Guess again. At nearby Santa Barbara High, only 12 percent of high school students meet college preparedness requirements for English and only 51 percent passed the California Standards Test for English. It looks like the thousands of dollars that you'll pay in property taxes each year will secure a lousy education for your children.
Pacific Research Institute scholars Lance Izumi, Vicki Murray, and Rachel Chaney offer this alarming wake-up call for parents in their new book: Not as Good as You Think: Why the Middle Class Needs School Choice. The authors tell a troubling story about the quality of public schools in California's middle-class communities:
Too many students at these schools are not grade-level proficient in English. Too many of these students are not grade-level proficient in math. And too many of these students are not ready for college-level work. The supposedly "good" schools that these students attend have produced disturbingly bad results.
The book includes tables of data for parents and a fact-filled tour of California's suburban communities. It even comes with an "Upscale Home Guide" for would-be home buyers to peruse beautiful homes in affluent communities with low-performing public schools.
The authors highlight a number of factors behind the poor performance of many "middle class" public schools. One is widespread financial mismanagement problems. Also contributing are collective bargaining agreements, school board policies, and administrative regulations that restrict school leaders' authority to create quality learning environments in their schools.

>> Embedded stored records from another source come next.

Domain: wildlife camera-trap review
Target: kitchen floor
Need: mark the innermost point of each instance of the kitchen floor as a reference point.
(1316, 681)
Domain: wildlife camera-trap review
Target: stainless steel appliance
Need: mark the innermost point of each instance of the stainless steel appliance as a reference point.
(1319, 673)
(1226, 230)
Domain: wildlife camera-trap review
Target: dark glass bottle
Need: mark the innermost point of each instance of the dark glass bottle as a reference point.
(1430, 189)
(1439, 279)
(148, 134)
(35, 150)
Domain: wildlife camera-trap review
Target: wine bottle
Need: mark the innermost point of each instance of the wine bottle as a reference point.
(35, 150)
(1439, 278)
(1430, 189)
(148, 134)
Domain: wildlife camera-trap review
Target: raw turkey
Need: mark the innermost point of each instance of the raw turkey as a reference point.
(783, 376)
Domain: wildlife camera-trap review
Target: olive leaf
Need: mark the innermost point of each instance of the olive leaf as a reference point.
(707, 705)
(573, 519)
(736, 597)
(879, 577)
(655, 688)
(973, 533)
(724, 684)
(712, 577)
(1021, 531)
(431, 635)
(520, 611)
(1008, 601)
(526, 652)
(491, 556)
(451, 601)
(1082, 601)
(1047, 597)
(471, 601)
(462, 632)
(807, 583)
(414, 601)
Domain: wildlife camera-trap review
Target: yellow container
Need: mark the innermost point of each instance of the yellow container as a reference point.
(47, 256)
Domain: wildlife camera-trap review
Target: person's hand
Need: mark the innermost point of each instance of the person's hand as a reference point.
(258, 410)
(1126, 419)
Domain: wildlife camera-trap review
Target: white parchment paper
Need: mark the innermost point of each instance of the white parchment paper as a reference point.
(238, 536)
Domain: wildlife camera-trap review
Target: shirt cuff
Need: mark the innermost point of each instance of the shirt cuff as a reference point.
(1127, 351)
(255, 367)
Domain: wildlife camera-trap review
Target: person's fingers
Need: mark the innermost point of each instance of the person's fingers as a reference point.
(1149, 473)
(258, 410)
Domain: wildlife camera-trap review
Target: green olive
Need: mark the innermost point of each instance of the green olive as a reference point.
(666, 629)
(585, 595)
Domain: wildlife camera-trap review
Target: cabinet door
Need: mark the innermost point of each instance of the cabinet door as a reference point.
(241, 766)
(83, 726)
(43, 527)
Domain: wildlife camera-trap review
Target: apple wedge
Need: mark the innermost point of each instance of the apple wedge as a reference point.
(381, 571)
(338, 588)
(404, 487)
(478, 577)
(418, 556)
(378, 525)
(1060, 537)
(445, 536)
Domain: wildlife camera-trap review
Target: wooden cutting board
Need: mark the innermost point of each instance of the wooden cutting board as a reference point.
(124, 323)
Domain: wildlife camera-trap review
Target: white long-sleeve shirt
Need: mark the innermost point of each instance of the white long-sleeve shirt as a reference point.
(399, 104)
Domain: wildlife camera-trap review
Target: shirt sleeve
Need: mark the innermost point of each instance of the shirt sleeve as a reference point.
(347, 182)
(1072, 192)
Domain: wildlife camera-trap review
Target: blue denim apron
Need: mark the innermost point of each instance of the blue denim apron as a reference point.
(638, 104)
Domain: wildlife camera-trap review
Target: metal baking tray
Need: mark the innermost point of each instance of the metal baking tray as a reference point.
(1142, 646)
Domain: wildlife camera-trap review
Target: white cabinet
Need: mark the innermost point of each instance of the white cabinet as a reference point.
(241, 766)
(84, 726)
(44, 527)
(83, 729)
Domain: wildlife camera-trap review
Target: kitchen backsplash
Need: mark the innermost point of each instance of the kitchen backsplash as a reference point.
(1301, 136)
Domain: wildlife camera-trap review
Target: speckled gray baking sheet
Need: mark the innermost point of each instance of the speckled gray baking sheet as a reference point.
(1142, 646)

The authors argue that the solution to these problems is to create more competition in public education by expanding parental choice:
In view of the poor and mediocre performance of their children's schools, it is time for the middle class to demand forcefully that they be given the control over their children's education, as is their right. Middle-class parents in Orange County or San Mateo or Modesto have as much need as poor parents in Washington, D.C. or Milwaukee to take their children out of failing public schools and place them in better-performing private or public schools. A wasted education is harmful for children of all income levels, and for society at large.

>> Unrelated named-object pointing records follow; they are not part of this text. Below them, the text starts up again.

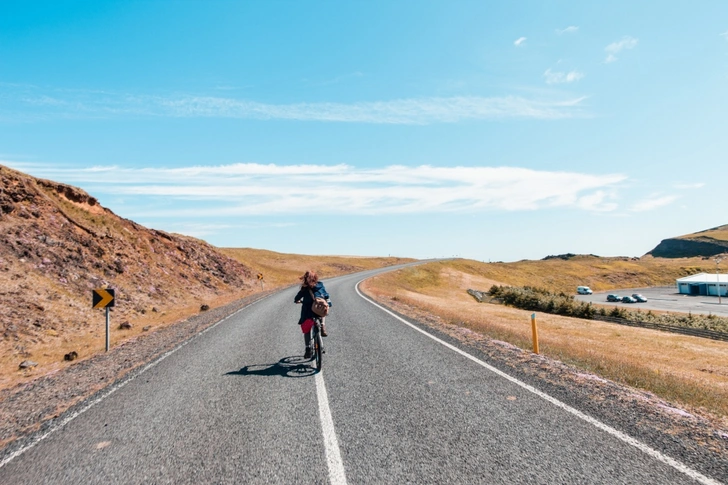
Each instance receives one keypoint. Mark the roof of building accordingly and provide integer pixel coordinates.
(704, 278)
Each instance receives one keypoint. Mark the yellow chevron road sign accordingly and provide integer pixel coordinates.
(103, 297)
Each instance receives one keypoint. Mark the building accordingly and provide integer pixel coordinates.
(703, 284)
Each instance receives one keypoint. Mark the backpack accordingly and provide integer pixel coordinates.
(320, 307)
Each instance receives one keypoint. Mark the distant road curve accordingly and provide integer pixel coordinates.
(238, 404)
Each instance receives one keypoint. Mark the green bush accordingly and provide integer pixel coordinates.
(542, 300)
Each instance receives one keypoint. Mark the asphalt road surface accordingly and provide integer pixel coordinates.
(238, 404)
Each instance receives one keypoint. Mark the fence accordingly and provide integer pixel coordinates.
(482, 297)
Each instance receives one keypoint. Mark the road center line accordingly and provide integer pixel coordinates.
(337, 476)
(695, 475)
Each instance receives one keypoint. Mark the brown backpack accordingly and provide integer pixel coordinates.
(320, 307)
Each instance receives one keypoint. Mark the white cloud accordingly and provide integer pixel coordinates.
(615, 48)
(571, 29)
(562, 77)
(653, 202)
(697, 185)
(417, 111)
(254, 189)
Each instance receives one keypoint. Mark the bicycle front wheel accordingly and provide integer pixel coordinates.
(318, 350)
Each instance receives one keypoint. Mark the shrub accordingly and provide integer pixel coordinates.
(542, 300)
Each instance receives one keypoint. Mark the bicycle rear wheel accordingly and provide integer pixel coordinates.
(318, 348)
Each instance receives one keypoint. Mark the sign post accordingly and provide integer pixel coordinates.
(104, 298)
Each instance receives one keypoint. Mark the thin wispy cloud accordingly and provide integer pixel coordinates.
(571, 29)
(249, 189)
(32, 105)
(652, 203)
(555, 77)
(627, 42)
(697, 185)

For many middle-class parents, the news that their children need school choice may come as a surprise. In polls, people consistently give the public schools in their community A's and B's, while grading public schools nationally a C or D. Parents writing checks for steep mortgage payments each month may resist the idea that the local public schools are lousy.

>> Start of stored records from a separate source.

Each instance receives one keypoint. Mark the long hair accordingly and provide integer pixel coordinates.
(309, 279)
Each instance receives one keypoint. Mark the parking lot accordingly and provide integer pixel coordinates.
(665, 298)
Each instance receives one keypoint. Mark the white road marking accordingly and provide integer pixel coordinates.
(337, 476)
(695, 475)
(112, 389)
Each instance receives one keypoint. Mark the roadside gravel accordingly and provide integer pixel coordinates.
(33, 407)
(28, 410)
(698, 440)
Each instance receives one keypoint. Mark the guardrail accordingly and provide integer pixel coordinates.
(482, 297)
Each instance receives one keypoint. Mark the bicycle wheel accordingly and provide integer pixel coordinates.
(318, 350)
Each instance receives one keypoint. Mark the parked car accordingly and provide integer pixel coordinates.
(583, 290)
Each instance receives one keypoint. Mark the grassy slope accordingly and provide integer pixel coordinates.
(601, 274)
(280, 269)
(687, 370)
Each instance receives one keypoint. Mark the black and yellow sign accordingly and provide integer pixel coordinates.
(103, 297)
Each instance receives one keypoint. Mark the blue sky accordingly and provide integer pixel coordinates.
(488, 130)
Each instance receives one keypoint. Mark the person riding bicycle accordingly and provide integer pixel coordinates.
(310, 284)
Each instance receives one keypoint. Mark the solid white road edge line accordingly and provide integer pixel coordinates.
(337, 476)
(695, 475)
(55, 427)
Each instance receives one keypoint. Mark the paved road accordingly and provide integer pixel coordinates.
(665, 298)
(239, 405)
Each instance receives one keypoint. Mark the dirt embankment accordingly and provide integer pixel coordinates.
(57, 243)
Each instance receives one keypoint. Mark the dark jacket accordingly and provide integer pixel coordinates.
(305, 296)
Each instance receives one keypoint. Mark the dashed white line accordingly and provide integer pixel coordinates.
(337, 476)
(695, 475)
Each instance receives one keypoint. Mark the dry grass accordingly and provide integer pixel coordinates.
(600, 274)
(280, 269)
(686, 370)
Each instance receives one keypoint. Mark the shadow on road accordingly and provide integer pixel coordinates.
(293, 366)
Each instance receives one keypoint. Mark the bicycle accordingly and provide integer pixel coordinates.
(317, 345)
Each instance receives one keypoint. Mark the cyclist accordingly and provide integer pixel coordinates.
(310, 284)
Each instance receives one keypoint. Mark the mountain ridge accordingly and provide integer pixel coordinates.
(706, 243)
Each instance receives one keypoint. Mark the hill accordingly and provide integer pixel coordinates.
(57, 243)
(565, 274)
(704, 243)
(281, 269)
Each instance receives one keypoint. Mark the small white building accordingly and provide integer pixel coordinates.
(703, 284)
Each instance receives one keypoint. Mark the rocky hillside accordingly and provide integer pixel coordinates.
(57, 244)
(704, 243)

But the facts are compelling. As more middle-class parents recognize the problems in their children's public schools, reform advocates should be prepared to offer policy solutions that appeal to middle-class families.
Beyond the traditional proposals like vouchers, education tax credits, and charter schools, reform advocates should consider education savings accounts, which help families to save for their children's education expenses. ESAs could win quick support among middle class families.
Today, more than 30 states already offer tax incentives for contributions into 529 college savings plans, which are ESAs that help families save for their children's college expenses. In 2006, the College Board reported that Americans had invested $93 billion in 529 college savings plans.
In addition, the federal government offers families tax-free saving for both K-12 and higher education expenses through the Coverdell ESA program. No states provide a tax incentive for contributions made into these accounts.
Offering families the same tax incentives for saving for K-12 education that are currently available for higher education would help more families give their children a quality education. A promising student who isn't doing well in the local public school, for example, might benefit from a transfer into private school or from tutoring, summer school, or home instruction. Expanded ESA incentives would empower more families to try these options.
But beginning to solve the problems in America's middle class public schools won't be possible until more people recognize that there is a problem. For this reason, Not as Good as You Think: Why the Middle Class Needs School Choice should be required reading for parents concerned about their children's future.
Dan Lips is Education Analyst at the Heritage Foundation.